Support Questions

Find answers, ask questions, and share your expertise
Announcements
Celebrating as our community reaches 100,000 members! Thank you!

HDFS Backup to AWS S3 without Keys error

avatar
Rising Star

Dear All,

We have been using hadoop distcp to backup hdfs data to AWS S3 via script in crontab & we have been using AWS keys with the distcp command to do the backup. Without AWS keys also it works but some times we are getting the timeout error and not reliable.

Is it mandatory to use the AWS keys along with hadoop distcp command or not? If not why i was getting the timeout/socket errors when i run without AWS keys? Manually tested few times and same result.

Command:

With Keys

hadoop distcp -Dfs.s3a.server-side-encryption-algorithm=AES256 -Dfs.s3a.access.key=${AWS_ACCESS_KEY_ID} -Dfs.s3a.secret.key=${AWS_SECRET_ACCESS_KEY} -update hdfs://< HDFS dir>/ s3a://${BUCKET_NAME}/

Without Keys

hadoop distcp -Dfs.s3a.server-side-encryption-algorithm=AES256 -update hdfs://< HDFS dir>/ s3a://${BUCKET_NAME}/

Below is the error we get while running with out AWS keys.

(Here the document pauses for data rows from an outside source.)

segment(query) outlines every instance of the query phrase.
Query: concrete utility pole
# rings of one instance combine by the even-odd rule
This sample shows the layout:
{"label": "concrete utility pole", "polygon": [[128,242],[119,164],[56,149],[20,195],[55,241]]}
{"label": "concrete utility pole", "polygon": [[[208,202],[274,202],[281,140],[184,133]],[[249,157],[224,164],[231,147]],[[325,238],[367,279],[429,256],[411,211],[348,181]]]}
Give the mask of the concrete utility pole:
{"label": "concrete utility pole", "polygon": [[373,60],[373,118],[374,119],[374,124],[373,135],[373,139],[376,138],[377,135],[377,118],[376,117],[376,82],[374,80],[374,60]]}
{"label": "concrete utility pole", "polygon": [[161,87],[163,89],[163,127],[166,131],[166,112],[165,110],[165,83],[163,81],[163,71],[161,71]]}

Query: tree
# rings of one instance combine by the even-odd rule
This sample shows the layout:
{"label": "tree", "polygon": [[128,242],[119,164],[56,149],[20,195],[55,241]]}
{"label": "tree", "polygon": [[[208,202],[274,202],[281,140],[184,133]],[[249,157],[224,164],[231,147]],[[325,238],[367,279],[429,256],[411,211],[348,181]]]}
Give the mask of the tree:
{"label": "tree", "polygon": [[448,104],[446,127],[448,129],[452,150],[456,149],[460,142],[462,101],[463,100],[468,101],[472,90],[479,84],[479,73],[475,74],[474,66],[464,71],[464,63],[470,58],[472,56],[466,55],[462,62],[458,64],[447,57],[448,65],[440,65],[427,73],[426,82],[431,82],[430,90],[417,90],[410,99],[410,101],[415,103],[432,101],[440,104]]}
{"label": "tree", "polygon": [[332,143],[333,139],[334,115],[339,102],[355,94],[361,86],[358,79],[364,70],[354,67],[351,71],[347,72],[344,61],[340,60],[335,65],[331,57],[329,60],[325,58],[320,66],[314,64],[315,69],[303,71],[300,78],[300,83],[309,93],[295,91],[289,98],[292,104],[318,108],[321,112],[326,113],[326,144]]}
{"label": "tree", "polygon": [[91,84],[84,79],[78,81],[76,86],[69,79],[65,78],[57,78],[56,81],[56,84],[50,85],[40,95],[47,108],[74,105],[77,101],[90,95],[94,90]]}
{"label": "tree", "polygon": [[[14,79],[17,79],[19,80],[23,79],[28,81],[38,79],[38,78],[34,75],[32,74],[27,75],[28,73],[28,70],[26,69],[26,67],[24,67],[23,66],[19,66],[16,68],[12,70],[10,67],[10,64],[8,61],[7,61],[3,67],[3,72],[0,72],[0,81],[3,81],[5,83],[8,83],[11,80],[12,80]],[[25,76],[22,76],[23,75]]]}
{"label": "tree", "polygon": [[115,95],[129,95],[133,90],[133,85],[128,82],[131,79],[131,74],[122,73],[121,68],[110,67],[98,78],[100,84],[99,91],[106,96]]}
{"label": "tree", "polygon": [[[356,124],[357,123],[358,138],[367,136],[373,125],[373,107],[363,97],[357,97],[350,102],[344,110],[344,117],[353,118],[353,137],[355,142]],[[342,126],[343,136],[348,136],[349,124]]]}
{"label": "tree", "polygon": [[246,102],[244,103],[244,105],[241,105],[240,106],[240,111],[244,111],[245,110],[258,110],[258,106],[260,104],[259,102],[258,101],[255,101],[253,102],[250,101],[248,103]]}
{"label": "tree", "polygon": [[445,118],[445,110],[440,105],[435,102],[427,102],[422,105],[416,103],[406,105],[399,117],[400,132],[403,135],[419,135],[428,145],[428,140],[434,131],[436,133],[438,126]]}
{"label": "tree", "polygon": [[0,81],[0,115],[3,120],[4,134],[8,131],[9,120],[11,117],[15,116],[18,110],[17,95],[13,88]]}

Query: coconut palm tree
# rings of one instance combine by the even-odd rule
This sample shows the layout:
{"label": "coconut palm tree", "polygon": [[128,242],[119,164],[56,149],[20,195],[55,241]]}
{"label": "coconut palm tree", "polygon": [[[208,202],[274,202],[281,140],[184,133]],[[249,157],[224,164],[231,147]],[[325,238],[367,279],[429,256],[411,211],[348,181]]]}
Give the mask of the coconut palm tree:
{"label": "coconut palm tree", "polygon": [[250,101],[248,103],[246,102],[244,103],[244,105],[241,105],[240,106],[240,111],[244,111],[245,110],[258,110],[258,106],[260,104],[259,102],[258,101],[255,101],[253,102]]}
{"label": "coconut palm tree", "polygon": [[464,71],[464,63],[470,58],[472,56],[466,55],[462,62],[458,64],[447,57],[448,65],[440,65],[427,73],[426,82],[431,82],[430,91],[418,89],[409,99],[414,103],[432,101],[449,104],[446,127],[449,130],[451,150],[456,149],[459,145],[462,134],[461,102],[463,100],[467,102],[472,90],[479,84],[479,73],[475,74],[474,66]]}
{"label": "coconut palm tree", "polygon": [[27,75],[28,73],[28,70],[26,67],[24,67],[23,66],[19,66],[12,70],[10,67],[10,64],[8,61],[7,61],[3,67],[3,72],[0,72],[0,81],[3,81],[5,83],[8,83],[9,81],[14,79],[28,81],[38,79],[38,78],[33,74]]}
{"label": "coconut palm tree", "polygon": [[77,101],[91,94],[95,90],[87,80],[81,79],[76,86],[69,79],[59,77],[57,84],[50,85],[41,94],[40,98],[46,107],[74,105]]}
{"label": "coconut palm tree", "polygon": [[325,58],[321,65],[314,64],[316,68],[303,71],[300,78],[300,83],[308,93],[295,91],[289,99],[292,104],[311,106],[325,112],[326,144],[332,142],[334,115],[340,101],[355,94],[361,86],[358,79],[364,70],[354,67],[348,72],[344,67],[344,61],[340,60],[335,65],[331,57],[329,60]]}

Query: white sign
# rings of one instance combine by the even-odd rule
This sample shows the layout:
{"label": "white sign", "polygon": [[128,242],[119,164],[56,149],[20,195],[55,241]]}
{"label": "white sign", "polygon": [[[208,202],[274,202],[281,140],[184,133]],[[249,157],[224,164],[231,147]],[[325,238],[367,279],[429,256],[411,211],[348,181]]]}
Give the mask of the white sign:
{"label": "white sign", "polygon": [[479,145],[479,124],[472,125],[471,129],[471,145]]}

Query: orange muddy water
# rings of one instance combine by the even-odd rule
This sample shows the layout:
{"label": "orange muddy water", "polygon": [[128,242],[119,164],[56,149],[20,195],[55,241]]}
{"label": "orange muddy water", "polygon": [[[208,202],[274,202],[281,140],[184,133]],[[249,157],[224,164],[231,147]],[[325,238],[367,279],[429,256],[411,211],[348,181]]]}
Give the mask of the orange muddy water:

""dfs.sh_20160630_010001:com.amazonaws.AmazonClientException: Unable to upload part: Status Code: 400, AWS Service: Amazon S3, AWS Request ID: 3C1FD2E8F503F052, AWS Error Code: RequestTimeout, AWS Error Message: Your socket connection to the server was not read from or written to within the timeout period. Idle connections will be closed."
1 ACCEPTED SOLUTION

avatar
Rising Star

Hi All,

At AWS end we need to provide the appropriate permissions for role based aws s3 backup. Now it is working.

Thank you for your valuable comments.

View solution in original post

3 REPLIES 3

avatar

@Muthukumar S : You need to either add the aws keys in the hadoop command or permanently add them in core-site.xml.

Are you able to do a hadoop fs -ls s3a://${BUCKET_NAME}/ [feel free to add keys accordingly] (This is to isolate authentication and connectivity issue)?

avatar
Rising Star

@Sandeep Nemuri

My requirement is below. I want to omit keys for Role based Authentication. Now AWS instance is assigned with the role but my hadoop distcp is not working if I provide the command without keys.

<property>
  <name>fs.s3a.access.key</name>
  <description>AWS access key ID. Omit for Role-based authentication.</description>
</property>

<property>
  <name>fs.s3a.secret.key</name>
  <description>AWS secret key. Omit for Role-based authentication.</description>
</property>

avatar
Rising Star

Hi All,

At AWS end we need to provide the appropriate permissions for role based aws s3 backup. Now it is working.

Thank you for your valuable comments.